Türkiye İşçi Sendikaları Konfederasyonu (TÜRK-İŞ) 9. Bölge Temsilcisi Orhan Gözgeç, geçtiğimiz hafta, Aşkale de ki Karasu Baraj Gölünde 5 Tedaş işçisinin hayatını kaybetmesi olayıyla ilgili olarak İHA`ya değerlendirmelerde bulundu.

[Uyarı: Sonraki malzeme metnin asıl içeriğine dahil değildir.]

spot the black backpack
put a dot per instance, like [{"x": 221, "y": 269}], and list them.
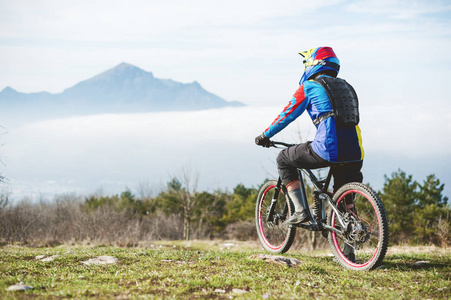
[{"x": 344, "y": 101}]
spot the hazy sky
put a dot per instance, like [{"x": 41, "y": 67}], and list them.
[
  {"x": 395, "y": 54},
  {"x": 240, "y": 50}
]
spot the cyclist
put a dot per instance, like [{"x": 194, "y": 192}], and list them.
[{"x": 336, "y": 142}]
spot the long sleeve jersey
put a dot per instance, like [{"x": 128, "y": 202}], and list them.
[{"x": 332, "y": 142}]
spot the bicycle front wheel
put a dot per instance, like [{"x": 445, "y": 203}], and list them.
[
  {"x": 274, "y": 235},
  {"x": 364, "y": 241}
]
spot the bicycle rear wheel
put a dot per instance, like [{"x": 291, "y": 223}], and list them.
[
  {"x": 365, "y": 240},
  {"x": 274, "y": 235}
]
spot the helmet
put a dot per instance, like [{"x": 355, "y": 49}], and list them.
[{"x": 317, "y": 60}]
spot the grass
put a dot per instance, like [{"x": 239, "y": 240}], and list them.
[{"x": 199, "y": 270}]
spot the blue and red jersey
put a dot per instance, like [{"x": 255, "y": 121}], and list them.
[{"x": 332, "y": 142}]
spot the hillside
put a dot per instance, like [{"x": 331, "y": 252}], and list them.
[{"x": 124, "y": 88}]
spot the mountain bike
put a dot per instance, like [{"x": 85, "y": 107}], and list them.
[{"x": 355, "y": 225}]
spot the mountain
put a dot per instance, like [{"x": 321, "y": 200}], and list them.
[{"x": 124, "y": 88}]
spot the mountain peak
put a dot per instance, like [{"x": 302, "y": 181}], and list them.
[{"x": 8, "y": 91}]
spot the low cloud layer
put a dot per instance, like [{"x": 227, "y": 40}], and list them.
[{"x": 112, "y": 152}]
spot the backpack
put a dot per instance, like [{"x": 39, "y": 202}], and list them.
[{"x": 344, "y": 102}]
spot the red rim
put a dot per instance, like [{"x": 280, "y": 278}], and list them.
[
  {"x": 260, "y": 221},
  {"x": 334, "y": 237}
]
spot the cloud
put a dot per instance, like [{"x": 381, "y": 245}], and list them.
[
  {"x": 400, "y": 9},
  {"x": 83, "y": 154}
]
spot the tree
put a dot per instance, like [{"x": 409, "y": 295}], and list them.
[
  {"x": 180, "y": 198},
  {"x": 399, "y": 195},
  {"x": 431, "y": 192},
  {"x": 431, "y": 208}
]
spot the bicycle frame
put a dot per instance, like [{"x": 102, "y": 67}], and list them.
[{"x": 322, "y": 187}]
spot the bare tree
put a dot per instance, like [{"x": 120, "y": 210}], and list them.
[{"x": 189, "y": 180}]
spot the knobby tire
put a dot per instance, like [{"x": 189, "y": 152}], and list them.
[{"x": 369, "y": 235}]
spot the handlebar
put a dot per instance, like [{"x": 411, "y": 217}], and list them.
[{"x": 274, "y": 144}]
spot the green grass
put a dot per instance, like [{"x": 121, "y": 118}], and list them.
[{"x": 195, "y": 270}]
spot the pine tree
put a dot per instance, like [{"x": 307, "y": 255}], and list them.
[{"x": 399, "y": 195}]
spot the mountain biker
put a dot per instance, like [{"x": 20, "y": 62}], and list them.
[{"x": 335, "y": 142}]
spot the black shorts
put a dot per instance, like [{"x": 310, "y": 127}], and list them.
[{"x": 302, "y": 156}]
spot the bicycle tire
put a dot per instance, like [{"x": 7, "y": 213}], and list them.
[
  {"x": 275, "y": 236},
  {"x": 367, "y": 236}
]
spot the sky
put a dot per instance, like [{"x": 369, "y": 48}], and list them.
[{"x": 394, "y": 53}]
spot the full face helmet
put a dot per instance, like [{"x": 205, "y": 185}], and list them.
[{"x": 317, "y": 60}]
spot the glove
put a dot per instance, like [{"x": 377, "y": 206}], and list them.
[{"x": 262, "y": 140}]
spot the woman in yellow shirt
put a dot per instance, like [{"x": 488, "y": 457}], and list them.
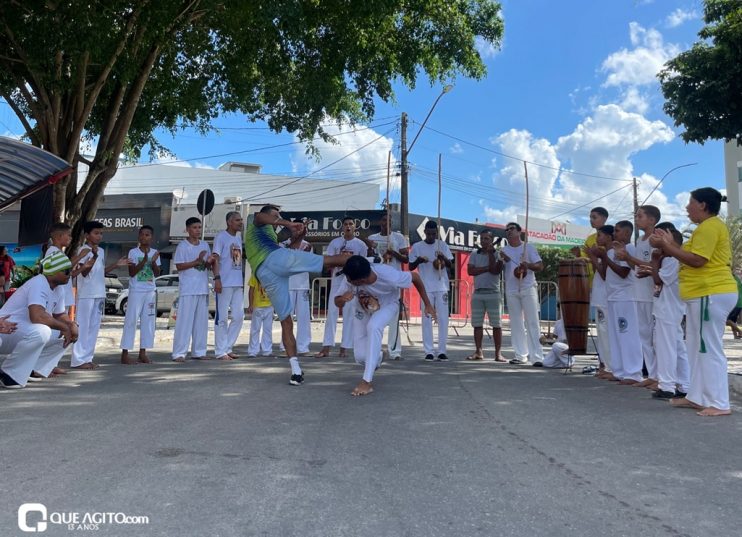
[{"x": 710, "y": 293}]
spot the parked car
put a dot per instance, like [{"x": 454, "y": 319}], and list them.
[{"x": 166, "y": 289}]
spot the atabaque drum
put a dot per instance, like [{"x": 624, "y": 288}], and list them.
[{"x": 574, "y": 296}]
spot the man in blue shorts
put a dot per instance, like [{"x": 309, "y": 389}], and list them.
[{"x": 272, "y": 266}]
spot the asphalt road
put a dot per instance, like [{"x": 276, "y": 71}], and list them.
[{"x": 439, "y": 449}]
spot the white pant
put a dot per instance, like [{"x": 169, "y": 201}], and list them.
[
  {"x": 226, "y": 332},
  {"x": 645, "y": 322},
  {"x": 368, "y": 330},
  {"x": 672, "y": 357},
  {"x": 623, "y": 334},
  {"x": 603, "y": 342},
  {"x": 524, "y": 323},
  {"x": 32, "y": 347},
  {"x": 191, "y": 326},
  {"x": 333, "y": 313},
  {"x": 88, "y": 316},
  {"x": 439, "y": 300},
  {"x": 262, "y": 320},
  {"x": 142, "y": 307},
  {"x": 709, "y": 380}
]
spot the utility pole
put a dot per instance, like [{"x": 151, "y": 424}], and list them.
[{"x": 403, "y": 206}]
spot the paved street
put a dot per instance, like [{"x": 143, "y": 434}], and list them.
[{"x": 450, "y": 449}]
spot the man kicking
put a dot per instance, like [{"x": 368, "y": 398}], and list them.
[
  {"x": 273, "y": 265},
  {"x": 377, "y": 291}
]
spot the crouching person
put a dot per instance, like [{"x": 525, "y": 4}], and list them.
[
  {"x": 376, "y": 289},
  {"x": 42, "y": 328}
]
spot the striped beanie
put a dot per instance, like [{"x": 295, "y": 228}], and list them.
[{"x": 57, "y": 262}]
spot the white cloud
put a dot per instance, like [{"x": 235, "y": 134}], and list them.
[
  {"x": 680, "y": 16},
  {"x": 640, "y": 65}
]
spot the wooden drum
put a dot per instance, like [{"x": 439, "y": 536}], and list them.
[{"x": 574, "y": 296}]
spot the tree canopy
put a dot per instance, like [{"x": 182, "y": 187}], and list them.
[
  {"x": 703, "y": 85},
  {"x": 116, "y": 71}
]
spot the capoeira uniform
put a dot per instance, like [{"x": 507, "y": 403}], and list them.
[
  {"x": 673, "y": 372},
  {"x": 32, "y": 347},
  {"x": 261, "y": 321},
  {"x": 643, "y": 291},
  {"x": 91, "y": 301},
  {"x": 396, "y": 242},
  {"x": 299, "y": 293},
  {"x": 368, "y": 326},
  {"x": 232, "y": 298},
  {"x": 557, "y": 356},
  {"x": 339, "y": 245},
  {"x": 141, "y": 303},
  {"x": 623, "y": 332},
  {"x": 521, "y": 296},
  {"x": 192, "y": 323}
]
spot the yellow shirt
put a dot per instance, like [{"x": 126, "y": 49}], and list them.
[
  {"x": 710, "y": 240},
  {"x": 259, "y": 298}
]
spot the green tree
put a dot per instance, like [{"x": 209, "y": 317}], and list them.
[
  {"x": 116, "y": 72},
  {"x": 703, "y": 85}
]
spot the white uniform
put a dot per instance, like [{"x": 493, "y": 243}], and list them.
[
  {"x": 368, "y": 327},
  {"x": 141, "y": 304},
  {"x": 623, "y": 332},
  {"x": 91, "y": 301},
  {"x": 232, "y": 298},
  {"x": 396, "y": 242},
  {"x": 436, "y": 286},
  {"x": 336, "y": 246},
  {"x": 32, "y": 347},
  {"x": 521, "y": 296},
  {"x": 192, "y": 322}
]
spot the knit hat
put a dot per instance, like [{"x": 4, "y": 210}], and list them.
[{"x": 57, "y": 262}]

``Kaza demeye dilimiz varmıyor`` diyen Gözgeç, Tuzla tersanelerinde, Bursa`nın Mustafakemalpaşa, Balıkesir`in Dursunbey, Zonguldak`ın Karadon maden ocaklarında, Ankara`da OSTİM ve İvedik Organize Sanayi Bölgeleri`nde, Adana`nın Kozan ilçesinde, İstanbul Esenyurt`ta meydana gelen ve onlarca işçimizin hayatını kaybetmesine neden olan iş felaketlerinin ardından son olarak Erzurum`un Aşkale ilçesindeki Karasu Baraj Gölünde 5 işçimizin feci şekilde can vermesi ihmaller ve tedbirsizliklerde gözetildiğinde iş kazalarını cinayet haline getirmektedir. Sadece Mart ayı içerisinde 59 işçimiz hayatını kaybetti`` diye konuştu.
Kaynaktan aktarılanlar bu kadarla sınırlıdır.